21. Januar 2026

Neujahrsempfang 2026: Ein inspirierender Auftakt im Staatstheater Oldenburg

Rund 500 Gäste folgten in diesem Jahr der Einladung der Carl von Ossietzky Universität Oldenburg und der Universitätsgesellschaft Oldenburg e.V. zum traditionellen Neujahrsempfang im Oldenburgischen Staatstheater. Der Abend verband in besonderer Weise wissenschaftliche Erfolge, kulturelle Highlights und persönliche Begegnungen – und machte einmal mehr sichtbar, wie eng Wissenschaft, Stadtgesellschaft und Kultur in Oldenburg miteinander verwoben sind.

Für Dr. Stefanie Abke war es der erste öffentliche Auftritt als neue Vorsitzende der Universitätsgesellschaft. Gemeinsam mit Universitätspräsident Prof. Dr. Ralph Bruder und Generalintendant Georg Heckel betonte sie die Rolle der UGO als Brückenbauerin zwischen Wissenschaft, Wirtschaft, Politik, Kultur und Zivilgesellschaft. Ein Schwerpunkt lag auf dem Engagement für freie Wissenschaft, demokratische Werte sowie dem Anspruch, die Sichtbarkeit der Universität in Stadt und Region weiter zu stärken.

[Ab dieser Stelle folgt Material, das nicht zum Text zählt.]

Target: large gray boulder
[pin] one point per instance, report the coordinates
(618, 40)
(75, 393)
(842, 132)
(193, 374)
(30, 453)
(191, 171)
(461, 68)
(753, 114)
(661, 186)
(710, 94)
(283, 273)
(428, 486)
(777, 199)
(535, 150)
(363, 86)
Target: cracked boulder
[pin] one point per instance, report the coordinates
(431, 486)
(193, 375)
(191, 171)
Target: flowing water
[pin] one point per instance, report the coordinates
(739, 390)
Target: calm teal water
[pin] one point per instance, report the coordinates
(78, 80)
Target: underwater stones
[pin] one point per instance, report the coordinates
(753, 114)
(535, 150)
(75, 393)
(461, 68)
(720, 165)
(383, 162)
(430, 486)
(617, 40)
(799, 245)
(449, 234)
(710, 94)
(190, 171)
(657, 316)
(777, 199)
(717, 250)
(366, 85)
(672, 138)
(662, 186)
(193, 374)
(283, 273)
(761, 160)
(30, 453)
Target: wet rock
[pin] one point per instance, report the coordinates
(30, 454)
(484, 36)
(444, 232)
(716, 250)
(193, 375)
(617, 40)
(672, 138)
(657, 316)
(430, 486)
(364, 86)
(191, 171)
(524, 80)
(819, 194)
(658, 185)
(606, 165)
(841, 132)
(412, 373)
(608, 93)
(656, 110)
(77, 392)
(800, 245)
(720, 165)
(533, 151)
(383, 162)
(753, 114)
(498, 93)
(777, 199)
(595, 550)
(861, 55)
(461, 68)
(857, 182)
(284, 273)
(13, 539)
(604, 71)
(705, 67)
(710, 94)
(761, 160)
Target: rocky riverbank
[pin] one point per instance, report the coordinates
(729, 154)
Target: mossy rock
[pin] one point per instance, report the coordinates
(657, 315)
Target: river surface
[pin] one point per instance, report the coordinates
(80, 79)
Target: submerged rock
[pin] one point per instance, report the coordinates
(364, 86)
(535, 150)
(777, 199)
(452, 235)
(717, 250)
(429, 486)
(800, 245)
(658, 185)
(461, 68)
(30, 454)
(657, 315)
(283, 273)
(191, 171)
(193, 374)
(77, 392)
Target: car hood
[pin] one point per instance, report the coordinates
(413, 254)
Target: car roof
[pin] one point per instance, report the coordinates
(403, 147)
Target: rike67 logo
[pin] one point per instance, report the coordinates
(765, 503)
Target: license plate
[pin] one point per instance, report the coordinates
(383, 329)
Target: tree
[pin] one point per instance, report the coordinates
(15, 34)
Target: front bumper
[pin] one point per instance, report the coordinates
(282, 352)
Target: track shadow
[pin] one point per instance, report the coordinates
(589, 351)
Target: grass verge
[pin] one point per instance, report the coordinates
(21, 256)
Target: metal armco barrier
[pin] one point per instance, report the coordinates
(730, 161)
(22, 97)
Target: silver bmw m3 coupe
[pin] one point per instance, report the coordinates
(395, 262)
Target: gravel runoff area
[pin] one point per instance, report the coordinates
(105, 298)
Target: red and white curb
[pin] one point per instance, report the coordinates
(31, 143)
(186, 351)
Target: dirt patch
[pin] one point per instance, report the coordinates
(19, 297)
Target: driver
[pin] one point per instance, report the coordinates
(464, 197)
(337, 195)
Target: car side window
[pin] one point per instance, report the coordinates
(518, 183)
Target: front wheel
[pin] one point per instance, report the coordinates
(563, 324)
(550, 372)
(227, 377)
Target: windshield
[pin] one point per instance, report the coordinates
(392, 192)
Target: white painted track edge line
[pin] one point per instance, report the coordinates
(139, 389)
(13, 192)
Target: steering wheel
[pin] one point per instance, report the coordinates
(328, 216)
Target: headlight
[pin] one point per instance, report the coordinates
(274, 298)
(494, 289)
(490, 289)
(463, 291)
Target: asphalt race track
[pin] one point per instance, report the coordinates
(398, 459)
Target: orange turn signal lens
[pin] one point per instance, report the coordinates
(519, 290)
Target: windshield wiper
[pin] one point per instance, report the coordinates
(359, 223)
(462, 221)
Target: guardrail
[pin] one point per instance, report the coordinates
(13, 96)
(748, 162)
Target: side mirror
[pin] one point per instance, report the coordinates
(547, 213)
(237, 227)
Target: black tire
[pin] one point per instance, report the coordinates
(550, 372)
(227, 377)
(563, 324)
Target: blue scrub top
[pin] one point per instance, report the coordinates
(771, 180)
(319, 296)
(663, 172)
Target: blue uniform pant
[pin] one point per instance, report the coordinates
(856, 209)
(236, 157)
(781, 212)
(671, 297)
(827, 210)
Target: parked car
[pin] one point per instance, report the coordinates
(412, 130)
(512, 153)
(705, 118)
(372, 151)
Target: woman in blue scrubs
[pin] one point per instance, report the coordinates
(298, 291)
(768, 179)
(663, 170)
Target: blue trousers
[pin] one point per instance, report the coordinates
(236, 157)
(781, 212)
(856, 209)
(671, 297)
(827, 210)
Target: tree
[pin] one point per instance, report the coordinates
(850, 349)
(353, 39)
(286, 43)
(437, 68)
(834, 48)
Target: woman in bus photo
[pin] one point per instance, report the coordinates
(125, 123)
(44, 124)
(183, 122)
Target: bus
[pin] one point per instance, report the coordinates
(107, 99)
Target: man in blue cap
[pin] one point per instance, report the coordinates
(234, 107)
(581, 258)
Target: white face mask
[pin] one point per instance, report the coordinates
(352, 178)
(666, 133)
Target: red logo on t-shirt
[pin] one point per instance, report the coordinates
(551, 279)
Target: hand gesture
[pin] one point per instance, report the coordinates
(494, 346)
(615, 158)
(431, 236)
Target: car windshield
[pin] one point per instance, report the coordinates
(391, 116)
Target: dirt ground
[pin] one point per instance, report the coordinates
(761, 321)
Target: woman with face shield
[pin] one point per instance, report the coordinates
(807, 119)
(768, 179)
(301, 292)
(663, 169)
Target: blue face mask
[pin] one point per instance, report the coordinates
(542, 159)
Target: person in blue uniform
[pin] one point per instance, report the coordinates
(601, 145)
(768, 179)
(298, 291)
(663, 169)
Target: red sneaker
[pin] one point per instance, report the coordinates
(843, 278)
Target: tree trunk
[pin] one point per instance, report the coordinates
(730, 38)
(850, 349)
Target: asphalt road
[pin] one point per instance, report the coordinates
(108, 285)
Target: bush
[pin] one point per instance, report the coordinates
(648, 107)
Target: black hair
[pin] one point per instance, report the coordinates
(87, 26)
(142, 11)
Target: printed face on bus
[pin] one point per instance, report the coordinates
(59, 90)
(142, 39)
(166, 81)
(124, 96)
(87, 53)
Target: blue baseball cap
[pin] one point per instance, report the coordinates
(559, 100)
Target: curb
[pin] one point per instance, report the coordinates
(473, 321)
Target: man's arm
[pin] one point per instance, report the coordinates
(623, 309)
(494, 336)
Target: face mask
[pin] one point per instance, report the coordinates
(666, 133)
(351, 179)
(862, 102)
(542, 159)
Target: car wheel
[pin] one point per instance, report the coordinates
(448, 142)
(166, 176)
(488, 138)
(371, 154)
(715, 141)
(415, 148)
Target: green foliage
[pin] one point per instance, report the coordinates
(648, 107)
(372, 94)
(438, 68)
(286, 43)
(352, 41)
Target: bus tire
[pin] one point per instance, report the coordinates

Rückblick auf ein erfolgreiches 2025

Die Universität Oldenburg blickte auf zahlreiche wissenschaftliche Erfolge zurück. 2025 gilt als erfolgreichstes Wissenschaftsjahr der Universitätsgeschichte – insbesondere aufgrund der Fortschritte in der Exzellenzstrategie. Drei Exzellenzcluster in den Bereichen Hörforschung, Tiernavigationsforschung und Meeresforschung wurden bewilligt. Diese Leistungen sind Teil der „Northwest Alliance“, der gemeinsamen Initiative mit der Universität Bremen. Sie bildet die Grundlage für die Bewerbung um den Titel „Exzellenzuniversität“ ab 2027.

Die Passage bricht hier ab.